Wednesday, January 06, 2010

Some thoughts on Ireland's financial woes.

This letter was a bit surprising. The guy complains that the govt didn't have a plan to prevent overbuilding of hotels. What he seems not to realise is that the hotels were built as a direct result of govt tax breaks. Not only was there no plan to prevent overbuild, they actively encouraged it. It's odd that someone who can put together a letter to the paper wouldn't know that.

One of the worst things about Ireland's problems is that it's not just public debt. Some countries have bad governments that run up massive public debts but not only do we now have the massive NAMA debt and massive yearly deficit, our government created a massive private debt through tax incentives and planning for developments of hotels, leisure centres and housing estates that are now lying empty and even those that are occupied (many privates houses) are depreciating rapidly. It didn't just bankrupt the state, it bankrupted the citizens too.

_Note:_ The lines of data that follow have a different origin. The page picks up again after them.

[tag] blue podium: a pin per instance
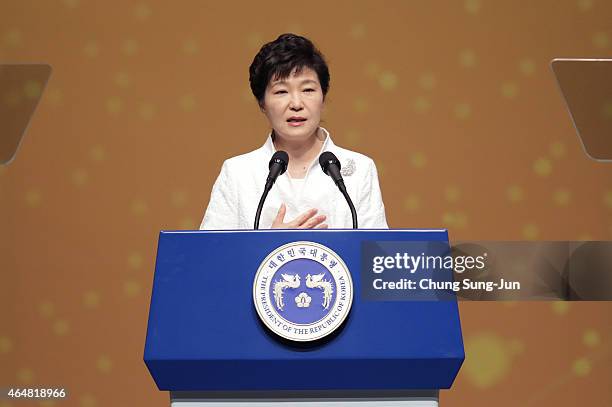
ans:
(207, 345)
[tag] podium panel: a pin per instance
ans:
(204, 333)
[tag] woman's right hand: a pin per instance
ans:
(307, 220)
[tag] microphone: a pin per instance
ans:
(277, 166)
(331, 166)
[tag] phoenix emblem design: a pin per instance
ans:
(288, 281)
(317, 281)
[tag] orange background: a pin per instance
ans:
(453, 99)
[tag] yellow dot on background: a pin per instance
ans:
(147, 111)
(46, 309)
(142, 11)
(585, 5)
(129, 47)
(516, 347)
(372, 69)
(190, 47)
(608, 199)
(560, 307)
(135, 260)
(427, 81)
(25, 375)
(558, 149)
(542, 167)
(412, 203)
(139, 207)
(606, 110)
(509, 90)
(87, 400)
(54, 97)
(122, 79)
(360, 105)
(452, 193)
(79, 177)
(91, 50)
(472, 6)
(581, 367)
(131, 288)
(188, 224)
(6, 345)
(562, 197)
(421, 104)
(70, 3)
(179, 198)
(33, 198)
(387, 80)
(527, 67)
(12, 38)
(188, 103)
(32, 89)
(467, 58)
(530, 231)
(601, 40)
(91, 299)
(358, 31)
(61, 327)
(104, 364)
(462, 111)
(418, 159)
(114, 105)
(488, 360)
(254, 40)
(591, 338)
(515, 194)
(97, 153)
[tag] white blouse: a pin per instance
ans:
(236, 193)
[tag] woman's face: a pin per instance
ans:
(293, 105)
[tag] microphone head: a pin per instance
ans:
(281, 158)
(328, 158)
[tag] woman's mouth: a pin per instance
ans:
(296, 121)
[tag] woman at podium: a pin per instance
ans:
(290, 80)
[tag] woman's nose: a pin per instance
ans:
(296, 102)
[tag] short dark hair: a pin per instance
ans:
(277, 59)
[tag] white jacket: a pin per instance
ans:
(236, 193)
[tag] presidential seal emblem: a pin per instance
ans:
(303, 291)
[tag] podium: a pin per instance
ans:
(207, 345)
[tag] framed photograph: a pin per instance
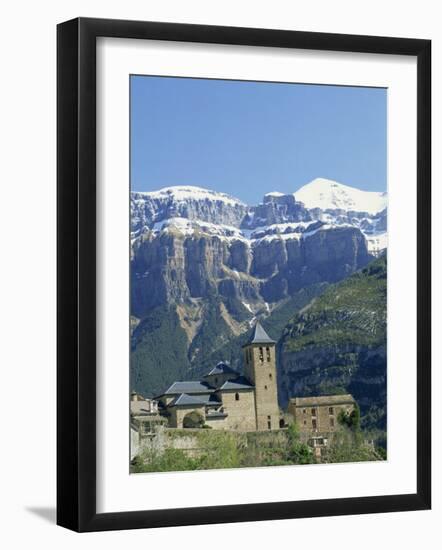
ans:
(243, 274)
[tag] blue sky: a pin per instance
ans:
(249, 138)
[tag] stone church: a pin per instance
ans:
(226, 400)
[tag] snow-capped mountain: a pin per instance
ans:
(320, 205)
(185, 202)
(331, 195)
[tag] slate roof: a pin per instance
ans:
(222, 368)
(239, 383)
(141, 408)
(259, 336)
(193, 386)
(322, 400)
(184, 400)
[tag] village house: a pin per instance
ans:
(320, 414)
(144, 415)
(226, 400)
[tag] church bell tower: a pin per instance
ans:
(260, 370)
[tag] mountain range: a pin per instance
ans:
(205, 266)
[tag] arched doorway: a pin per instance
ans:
(193, 419)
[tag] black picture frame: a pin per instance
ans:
(76, 273)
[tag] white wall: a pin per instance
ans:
(27, 300)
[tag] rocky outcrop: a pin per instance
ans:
(170, 267)
(338, 345)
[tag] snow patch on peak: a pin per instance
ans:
(332, 195)
(189, 192)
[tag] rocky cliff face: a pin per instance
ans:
(337, 344)
(170, 266)
(205, 265)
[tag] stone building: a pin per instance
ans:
(226, 400)
(319, 414)
(144, 415)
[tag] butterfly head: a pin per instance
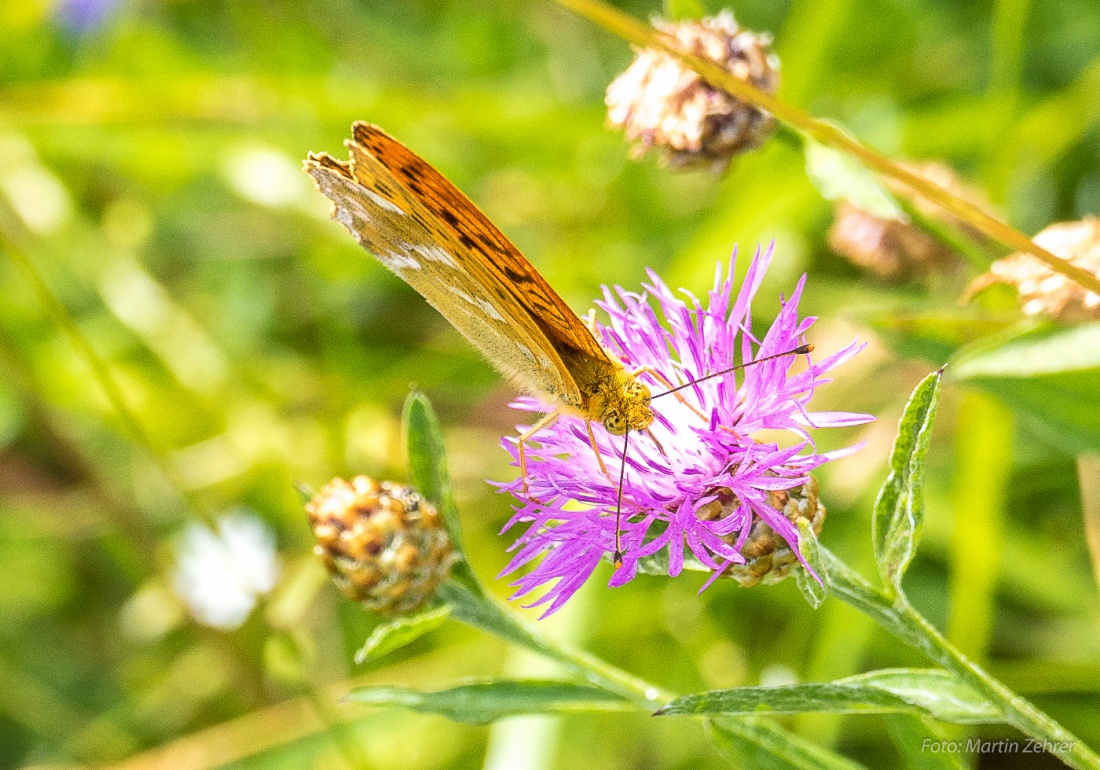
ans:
(622, 404)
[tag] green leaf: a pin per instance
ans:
(428, 461)
(1049, 374)
(813, 590)
(396, 634)
(838, 175)
(483, 702)
(921, 744)
(899, 509)
(932, 692)
(751, 743)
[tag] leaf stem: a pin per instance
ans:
(634, 31)
(899, 617)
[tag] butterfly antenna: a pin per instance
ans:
(798, 351)
(618, 505)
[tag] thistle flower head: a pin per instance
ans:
(1042, 290)
(703, 475)
(660, 103)
(897, 249)
(383, 543)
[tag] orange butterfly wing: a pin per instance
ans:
(431, 235)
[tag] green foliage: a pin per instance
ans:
(899, 509)
(150, 172)
(1051, 374)
(928, 692)
(398, 633)
(485, 702)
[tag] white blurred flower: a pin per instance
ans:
(265, 176)
(221, 574)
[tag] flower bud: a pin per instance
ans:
(1041, 289)
(768, 557)
(660, 103)
(895, 249)
(384, 545)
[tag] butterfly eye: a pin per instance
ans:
(614, 422)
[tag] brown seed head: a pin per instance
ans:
(895, 249)
(382, 542)
(660, 103)
(768, 558)
(1044, 292)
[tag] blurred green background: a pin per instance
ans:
(150, 155)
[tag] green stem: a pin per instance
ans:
(472, 606)
(645, 35)
(901, 619)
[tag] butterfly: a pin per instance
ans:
(420, 227)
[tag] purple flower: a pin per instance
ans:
(569, 505)
(84, 17)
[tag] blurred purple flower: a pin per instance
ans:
(569, 504)
(83, 17)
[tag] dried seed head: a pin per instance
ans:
(660, 103)
(383, 543)
(768, 557)
(1042, 290)
(895, 249)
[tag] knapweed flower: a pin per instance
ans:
(704, 473)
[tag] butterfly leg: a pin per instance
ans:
(595, 448)
(526, 436)
(664, 381)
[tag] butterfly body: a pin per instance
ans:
(432, 237)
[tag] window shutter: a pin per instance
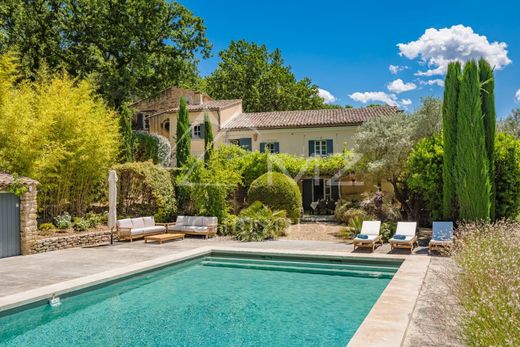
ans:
(330, 148)
(311, 148)
(246, 143)
(202, 130)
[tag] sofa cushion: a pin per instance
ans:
(149, 221)
(124, 223)
(154, 229)
(138, 222)
(137, 231)
(188, 228)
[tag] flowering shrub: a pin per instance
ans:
(488, 283)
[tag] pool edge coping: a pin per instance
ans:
(385, 325)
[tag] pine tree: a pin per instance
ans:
(208, 138)
(449, 133)
(487, 96)
(183, 147)
(472, 176)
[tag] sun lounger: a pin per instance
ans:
(404, 236)
(371, 230)
(442, 236)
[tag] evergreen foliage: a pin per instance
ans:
(449, 120)
(487, 96)
(208, 138)
(183, 140)
(472, 184)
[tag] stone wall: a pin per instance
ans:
(70, 241)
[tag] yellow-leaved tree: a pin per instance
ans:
(59, 132)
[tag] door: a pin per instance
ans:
(9, 225)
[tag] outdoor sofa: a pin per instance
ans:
(195, 225)
(133, 228)
(404, 236)
(442, 236)
(369, 235)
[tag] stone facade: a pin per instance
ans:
(71, 241)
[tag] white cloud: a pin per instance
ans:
(326, 96)
(365, 97)
(437, 82)
(438, 47)
(394, 69)
(398, 86)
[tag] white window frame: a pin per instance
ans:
(320, 148)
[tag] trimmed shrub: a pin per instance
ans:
(258, 223)
(279, 192)
(148, 146)
(145, 189)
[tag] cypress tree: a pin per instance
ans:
(183, 147)
(471, 163)
(487, 96)
(449, 134)
(208, 138)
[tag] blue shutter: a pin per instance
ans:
(330, 148)
(246, 143)
(311, 148)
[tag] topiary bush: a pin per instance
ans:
(145, 189)
(147, 146)
(279, 192)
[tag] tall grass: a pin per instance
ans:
(488, 284)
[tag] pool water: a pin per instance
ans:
(214, 301)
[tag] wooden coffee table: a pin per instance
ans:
(163, 237)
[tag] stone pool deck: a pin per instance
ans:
(31, 273)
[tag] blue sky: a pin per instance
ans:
(346, 47)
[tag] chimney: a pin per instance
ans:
(199, 98)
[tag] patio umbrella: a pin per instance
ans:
(112, 203)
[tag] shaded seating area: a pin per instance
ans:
(404, 236)
(195, 225)
(134, 228)
(369, 236)
(442, 236)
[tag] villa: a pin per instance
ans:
(303, 133)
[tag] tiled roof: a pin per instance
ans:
(6, 180)
(214, 105)
(308, 118)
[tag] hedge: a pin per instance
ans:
(279, 192)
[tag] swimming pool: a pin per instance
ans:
(217, 300)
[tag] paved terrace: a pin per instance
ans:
(19, 274)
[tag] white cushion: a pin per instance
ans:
(406, 240)
(406, 228)
(138, 222)
(125, 223)
(371, 227)
(148, 221)
(370, 238)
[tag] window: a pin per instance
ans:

The EU puts borrowing limits on member states, the idea is to prevent governments borrowing massively and unwisely. It puts no such restrictions on private debt. By encouraging massive private borrowing and then taking a cut via VAT, stamp duty and other taxes, this government was able to get its hands on far more borrowed money than EU borrowing limits allowed. At the same this money cost far more as the govt only took a small cut of what was borrowed. We'd have been better off as a country if the govt had borrowed it up-front while the people stayed solvent.

I really doubt that anyone in govt thought of it as a way of circumventing EU rules. They found a button they could press that made money come in and they kept pressing it without any regard for the consequences. Just like the rats that pressed the "pleasure" button to the exclusion of everything else, eventually dieing of exhaustion. We should probably be thankful we didn't get an extinction burst!. That said, the car scrappage scheme is just another way to encourage Irish people to borrow so that the govt can take a cut. Again, it'd be a whole lot cheaper if the govt just borrowed the money itself without Irish consumers borrowing it at commercial rates and lining the pockets of foreign car manufacturers. Not quite an extinction burst, more like the rat finding a new button it can push.

So why did it happen? Never attribute to malice what can be adequately explained by stupidity. Given that some of the architects of our current woes bought property at peak prices - Mr Cowen at Leeds University, Mr McCreevy at the K Club (now worth almost one million euro less than he paid) and presumably lots of others who got fast track loads from Fingers Fingleton it seems that while there was an element of malice - well avarice I suppose - stupidity was the overriding factor. Unless these property losses are just a smokescreen, these guys had no idea that this was a bubble that obviously had to burst, right up to the end.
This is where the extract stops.